The registration of rights in land and other immovable property is regulated by the Deeds Registries Act, 1937, and South Africa boasts one of the world’s most efficient and sophisticated systems of land registration. Every piece of land is shown on a diagram and ownership recorded in one of the regional Deeds Registries, where documents are available for public viewing. The system does provide owners with security of title (unlike those of some other countries!).
Although South Africa still recognises an old system of 99-year leasehold, the main real right in land is that of ownership, similar to the UK system of freehold title, and most land in South Africa is privately held by outright ownership. The separate ownership of buildings or parts of buildings in a development is recognised by the Sectional Titles Act, 1986.
South Africa is rich in mineral wealth and the Mineral and Petroleum Resources Act, 2002 separates the rights to minerals in and under land from the ownership of the surface rights to the land, so buying a property in South Africa doesn’t entitle you to set up a gold mine in the garden!
Redistribution
Since 1994, the ownership of land in South Africa has been the subject of a number of legal and administrative changes, and the international media sometimes carry scare stories claiming that South Africa’s policy of ‘land redistribution’ might lead to a Zimbabwe-style land grab, white owners being thrown off their land with no compensation or, worse, being attacked and perhaps even killed. Ironically, the disastrous situation in Zimbabwe and the resulting international outcry have probably done as much as anything to ensure that South Africa will not be tempted to go down the same path.
Under the old colonial system, 87 per cent of South African land was owned by around 60,000 white farmers or by the state. In 1993 the World Bank warned that, if South Africa didn’t undertake ‘a major restructuring of the rural economy centred on significant land transfers and smaller scale agricultural production units’, the country would be in danger of rural violence, perhaps even civil war. The following year, with the Restitution of Land Rights Act, the first post-apartheid government undertook to consider claims from people who believed they’d been unfairly forced from their land during the apartheid years, and to transfer state-owned land to disadvantaged communities.
The original idea was for a redistribution of land through voluntary sales, called the ‘willing buyer/willing seller’ approach. The goal was to transfer a third of white-owned farmland over five years. But a decade later, only 2 to 3 per cent had been transferred by this method, and it was estimated that around 90 per cent of South Africa’s commercial farmland was in the hands of 50,000 white farmers.

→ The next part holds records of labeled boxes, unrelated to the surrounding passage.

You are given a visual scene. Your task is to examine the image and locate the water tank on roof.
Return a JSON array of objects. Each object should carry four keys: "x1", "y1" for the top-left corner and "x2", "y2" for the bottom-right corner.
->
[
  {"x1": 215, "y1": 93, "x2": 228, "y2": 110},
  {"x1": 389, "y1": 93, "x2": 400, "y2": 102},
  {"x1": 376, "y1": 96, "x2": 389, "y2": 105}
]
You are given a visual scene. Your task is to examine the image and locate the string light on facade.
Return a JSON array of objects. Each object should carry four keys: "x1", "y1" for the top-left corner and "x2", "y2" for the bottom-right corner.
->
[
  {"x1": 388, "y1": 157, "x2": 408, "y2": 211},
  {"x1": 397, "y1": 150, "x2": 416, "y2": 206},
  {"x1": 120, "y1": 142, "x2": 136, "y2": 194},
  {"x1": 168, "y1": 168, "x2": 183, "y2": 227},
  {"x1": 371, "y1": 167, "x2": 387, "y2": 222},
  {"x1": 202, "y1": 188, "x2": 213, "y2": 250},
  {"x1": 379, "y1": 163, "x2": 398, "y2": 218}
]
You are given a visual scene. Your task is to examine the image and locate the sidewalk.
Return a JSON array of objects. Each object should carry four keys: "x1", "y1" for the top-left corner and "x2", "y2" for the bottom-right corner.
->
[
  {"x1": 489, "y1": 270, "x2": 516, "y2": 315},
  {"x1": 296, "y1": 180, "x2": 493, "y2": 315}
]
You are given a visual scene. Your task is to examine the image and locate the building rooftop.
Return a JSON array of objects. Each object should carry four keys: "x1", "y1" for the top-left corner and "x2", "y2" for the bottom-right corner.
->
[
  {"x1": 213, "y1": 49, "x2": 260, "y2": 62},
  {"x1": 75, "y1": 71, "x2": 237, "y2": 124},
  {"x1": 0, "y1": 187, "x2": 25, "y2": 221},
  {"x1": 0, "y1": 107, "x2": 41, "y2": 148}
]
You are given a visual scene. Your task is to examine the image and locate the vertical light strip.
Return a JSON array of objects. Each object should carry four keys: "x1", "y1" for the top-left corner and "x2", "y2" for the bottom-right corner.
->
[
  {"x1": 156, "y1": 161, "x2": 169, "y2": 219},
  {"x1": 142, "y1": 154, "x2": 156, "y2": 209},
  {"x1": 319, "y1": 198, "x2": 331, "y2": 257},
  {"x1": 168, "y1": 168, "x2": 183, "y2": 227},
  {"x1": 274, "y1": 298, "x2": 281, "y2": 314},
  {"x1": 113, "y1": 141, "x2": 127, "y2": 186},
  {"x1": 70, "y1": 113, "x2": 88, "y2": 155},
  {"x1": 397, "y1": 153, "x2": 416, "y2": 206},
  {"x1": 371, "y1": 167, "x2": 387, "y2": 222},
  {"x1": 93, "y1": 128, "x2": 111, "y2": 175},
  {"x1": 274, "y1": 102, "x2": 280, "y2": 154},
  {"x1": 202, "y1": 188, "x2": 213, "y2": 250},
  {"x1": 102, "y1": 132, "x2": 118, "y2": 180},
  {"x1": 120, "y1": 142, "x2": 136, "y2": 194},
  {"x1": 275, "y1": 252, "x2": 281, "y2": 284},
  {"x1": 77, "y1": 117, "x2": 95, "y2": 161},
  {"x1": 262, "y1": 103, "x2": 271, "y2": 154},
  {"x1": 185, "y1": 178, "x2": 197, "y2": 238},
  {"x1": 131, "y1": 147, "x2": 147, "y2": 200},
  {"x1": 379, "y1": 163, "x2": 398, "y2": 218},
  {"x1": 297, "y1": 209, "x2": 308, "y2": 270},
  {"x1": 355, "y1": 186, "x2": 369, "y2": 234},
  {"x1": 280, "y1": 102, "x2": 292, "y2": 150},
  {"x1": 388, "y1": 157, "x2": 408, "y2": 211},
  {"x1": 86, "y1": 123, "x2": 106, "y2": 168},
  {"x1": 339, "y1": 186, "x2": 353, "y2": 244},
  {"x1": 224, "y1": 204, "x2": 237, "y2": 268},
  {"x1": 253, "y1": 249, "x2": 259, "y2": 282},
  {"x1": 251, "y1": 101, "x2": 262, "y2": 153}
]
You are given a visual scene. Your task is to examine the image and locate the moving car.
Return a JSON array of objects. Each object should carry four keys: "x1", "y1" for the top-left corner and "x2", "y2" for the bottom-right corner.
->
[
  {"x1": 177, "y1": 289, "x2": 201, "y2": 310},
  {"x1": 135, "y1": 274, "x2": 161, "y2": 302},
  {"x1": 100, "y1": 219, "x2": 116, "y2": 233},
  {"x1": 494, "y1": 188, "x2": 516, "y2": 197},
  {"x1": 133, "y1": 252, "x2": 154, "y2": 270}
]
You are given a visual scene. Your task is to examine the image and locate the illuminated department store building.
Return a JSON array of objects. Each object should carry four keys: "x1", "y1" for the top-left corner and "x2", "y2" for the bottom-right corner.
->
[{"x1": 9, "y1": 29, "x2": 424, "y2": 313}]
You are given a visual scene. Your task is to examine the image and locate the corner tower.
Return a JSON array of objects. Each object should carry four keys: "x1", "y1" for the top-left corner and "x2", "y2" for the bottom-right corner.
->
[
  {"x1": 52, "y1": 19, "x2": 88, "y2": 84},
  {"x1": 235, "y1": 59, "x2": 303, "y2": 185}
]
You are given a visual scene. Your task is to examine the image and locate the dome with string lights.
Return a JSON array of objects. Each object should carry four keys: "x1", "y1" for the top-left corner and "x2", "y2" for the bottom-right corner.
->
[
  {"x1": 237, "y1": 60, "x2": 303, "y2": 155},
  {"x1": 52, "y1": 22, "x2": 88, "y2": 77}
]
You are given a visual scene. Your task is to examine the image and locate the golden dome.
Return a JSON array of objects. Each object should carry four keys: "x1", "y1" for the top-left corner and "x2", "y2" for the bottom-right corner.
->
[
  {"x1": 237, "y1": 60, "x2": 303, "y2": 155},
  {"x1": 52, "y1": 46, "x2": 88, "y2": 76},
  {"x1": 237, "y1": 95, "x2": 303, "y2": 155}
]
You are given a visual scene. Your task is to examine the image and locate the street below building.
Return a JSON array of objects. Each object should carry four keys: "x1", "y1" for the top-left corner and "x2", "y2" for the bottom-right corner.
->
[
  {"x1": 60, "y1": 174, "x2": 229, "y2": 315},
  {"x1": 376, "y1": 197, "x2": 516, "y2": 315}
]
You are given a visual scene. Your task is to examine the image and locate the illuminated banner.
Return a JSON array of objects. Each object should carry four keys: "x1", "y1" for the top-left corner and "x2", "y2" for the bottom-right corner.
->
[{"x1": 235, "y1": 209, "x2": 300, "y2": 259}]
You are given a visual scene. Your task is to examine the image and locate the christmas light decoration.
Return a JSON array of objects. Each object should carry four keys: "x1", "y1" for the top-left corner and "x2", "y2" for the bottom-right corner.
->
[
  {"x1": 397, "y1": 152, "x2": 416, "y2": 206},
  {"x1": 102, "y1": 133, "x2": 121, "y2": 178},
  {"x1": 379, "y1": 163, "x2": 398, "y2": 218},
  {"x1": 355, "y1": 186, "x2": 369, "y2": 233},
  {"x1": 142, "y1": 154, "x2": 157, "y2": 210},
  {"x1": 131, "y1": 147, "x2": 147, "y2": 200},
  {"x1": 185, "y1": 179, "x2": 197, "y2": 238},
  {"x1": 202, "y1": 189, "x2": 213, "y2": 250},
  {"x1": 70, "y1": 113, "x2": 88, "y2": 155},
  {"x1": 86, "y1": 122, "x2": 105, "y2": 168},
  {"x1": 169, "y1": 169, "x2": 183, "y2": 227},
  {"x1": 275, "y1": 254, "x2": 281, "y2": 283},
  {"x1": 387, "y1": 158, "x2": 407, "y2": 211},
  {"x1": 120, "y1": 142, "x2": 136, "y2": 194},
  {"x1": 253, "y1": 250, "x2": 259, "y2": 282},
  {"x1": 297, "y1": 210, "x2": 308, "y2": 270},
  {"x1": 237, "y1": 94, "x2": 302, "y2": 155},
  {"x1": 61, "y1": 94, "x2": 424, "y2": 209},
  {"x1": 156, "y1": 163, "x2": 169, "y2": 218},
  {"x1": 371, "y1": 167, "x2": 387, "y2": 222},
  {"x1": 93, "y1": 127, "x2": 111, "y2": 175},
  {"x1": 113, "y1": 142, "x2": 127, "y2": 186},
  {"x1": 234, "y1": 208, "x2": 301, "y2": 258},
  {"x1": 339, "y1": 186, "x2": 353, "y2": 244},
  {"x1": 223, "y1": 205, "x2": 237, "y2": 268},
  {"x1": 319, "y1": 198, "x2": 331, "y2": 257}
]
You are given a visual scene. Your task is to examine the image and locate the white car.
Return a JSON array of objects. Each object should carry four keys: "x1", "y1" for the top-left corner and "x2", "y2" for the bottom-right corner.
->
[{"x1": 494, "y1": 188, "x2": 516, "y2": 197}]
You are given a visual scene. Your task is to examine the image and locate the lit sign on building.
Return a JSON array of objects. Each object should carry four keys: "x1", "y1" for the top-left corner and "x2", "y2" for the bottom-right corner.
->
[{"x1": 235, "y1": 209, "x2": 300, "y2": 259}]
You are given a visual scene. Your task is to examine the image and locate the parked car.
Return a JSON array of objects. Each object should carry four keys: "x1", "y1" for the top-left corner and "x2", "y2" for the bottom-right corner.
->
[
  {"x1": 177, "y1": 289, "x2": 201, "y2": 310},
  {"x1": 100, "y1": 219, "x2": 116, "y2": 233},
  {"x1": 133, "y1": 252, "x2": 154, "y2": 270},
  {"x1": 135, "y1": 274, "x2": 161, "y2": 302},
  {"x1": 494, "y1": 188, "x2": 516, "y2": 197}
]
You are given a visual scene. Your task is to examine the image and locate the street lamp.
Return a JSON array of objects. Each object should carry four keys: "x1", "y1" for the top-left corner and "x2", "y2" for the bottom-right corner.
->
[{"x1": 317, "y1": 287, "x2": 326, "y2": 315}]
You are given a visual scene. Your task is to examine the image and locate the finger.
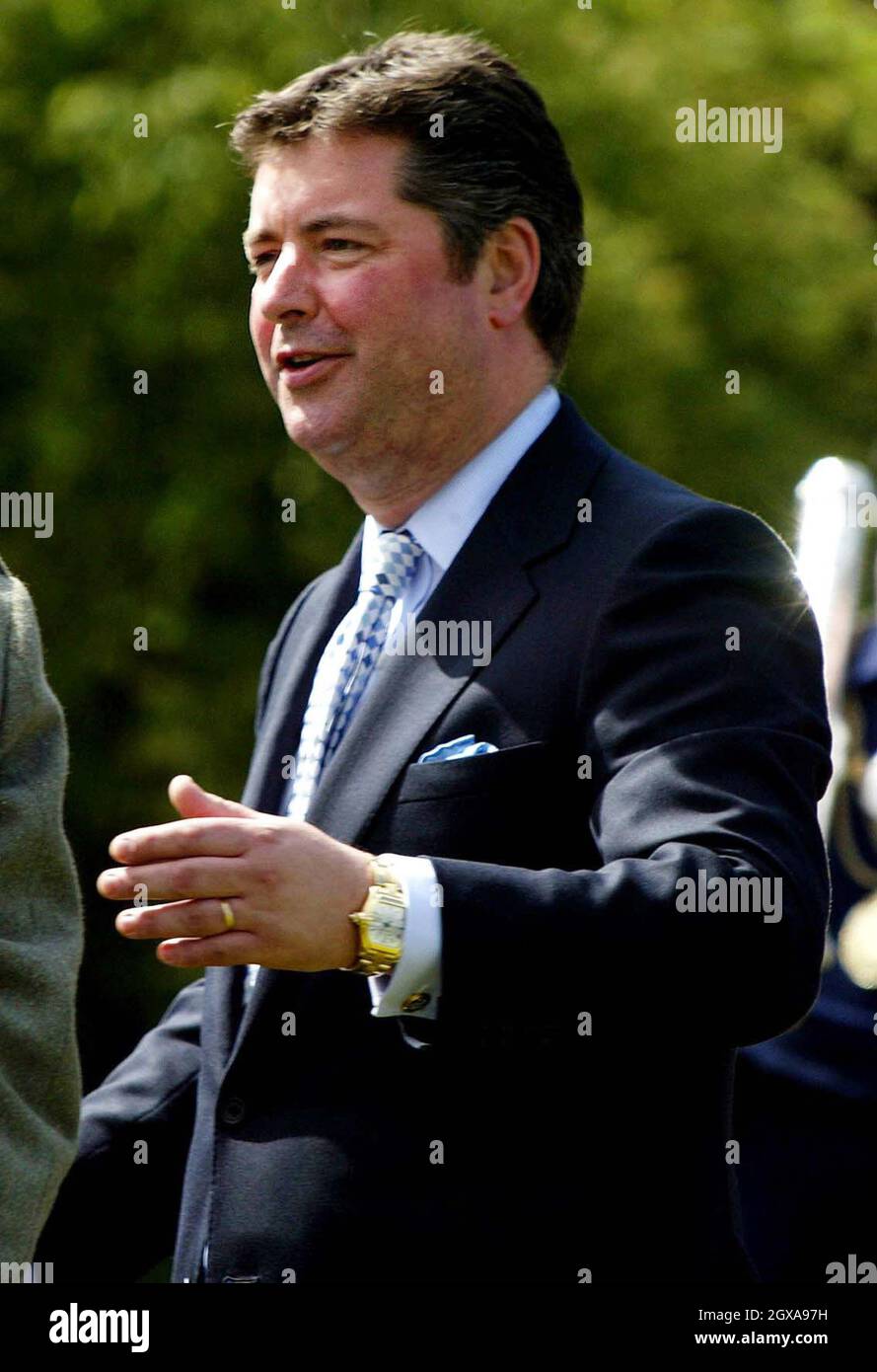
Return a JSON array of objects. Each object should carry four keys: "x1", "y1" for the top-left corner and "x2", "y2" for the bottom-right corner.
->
[
  {"x1": 109, "y1": 819, "x2": 250, "y2": 866},
  {"x1": 167, "y1": 775, "x2": 259, "y2": 819},
  {"x1": 115, "y1": 897, "x2": 247, "y2": 939},
  {"x1": 98, "y1": 858, "x2": 243, "y2": 900},
  {"x1": 155, "y1": 929, "x2": 259, "y2": 967}
]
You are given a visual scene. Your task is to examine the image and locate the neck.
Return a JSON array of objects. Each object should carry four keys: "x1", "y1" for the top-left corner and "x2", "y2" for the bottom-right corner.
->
[{"x1": 346, "y1": 377, "x2": 547, "y2": 528}]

The government was forced to consider different approaches to speed up the process of settling outstanding individual land claims. Financial grants were increased to make it easier for individuals to buy land and, more controversially, amendments to the 1994 Act were signed, empowering the Minister of Agriculture to expropriate farms without recourse to the courts.
Expropriation could only to be used as a last resort, as an ‘encouragement’ to white farmers, many of whom were thought to be unwilling to sell their land. This extreme measure was allowed only if black South Africans could demonstrate that the land was once theirs and was unfairly seized; and the existing owner had to be fully compensated. An alternative plan was for the government to buy land itself and redistribute it to promote black farming.
In opposition to these measures, the Transvaal Agricultural Union was set up by white farmers to resist land claims, while on the other hand the Landless People’s Movement, which claimed 100,000 members, threatened farm invasions in 2005... Much of the publicity about land redistribution was focused on rural claims, but not all of the land claims were for agricultural land. One of South Africa’s biggest land claims concerned Richards Bay in Kwazulu-Natal, the country’s largest deep-water harbour. Another claim was for a section of prime land on the Kwazulu-Natal South Coast (south of Durban), affecting around 5,000 mostly white-owned properties; and another was for land at Prince’s Grant, one of South Africa’s leading golf and housing developments on the Dolphin Coast, around an hour north of Durban.
Property buyers need to be aware of this situation but using a lawyer will alert you to any claims on property or land that you intend to buy.
Foreign Ownership Limitations
Foreigners intending to buy property in South Africa also need to take heed of rumours that the government has been planning to limit foreign ownership of land in South Africa in order to control escalating property prices. The rumours began circulating in June 2004 but little has been heard since, following an understandable outcry.
It seems likely, however, that any mention of such plans was in order to acknowledge the fears of some South Africans about rapidly rising house prices rather than being a serious proposal. Indeed, the suggestion flies in the face of the government policy to attract more investment into the country, including encouraging foreigners to invest in the commercial as well as the residential property market. Moreover, the most rapid property price inflation has been in the middle and top end of the market and not in lower-price housing, so most South Africans haven’t been affected. It’s even possible that the whole matter was a scare story, whipped up by the press or the result of crossed lines and poor communication.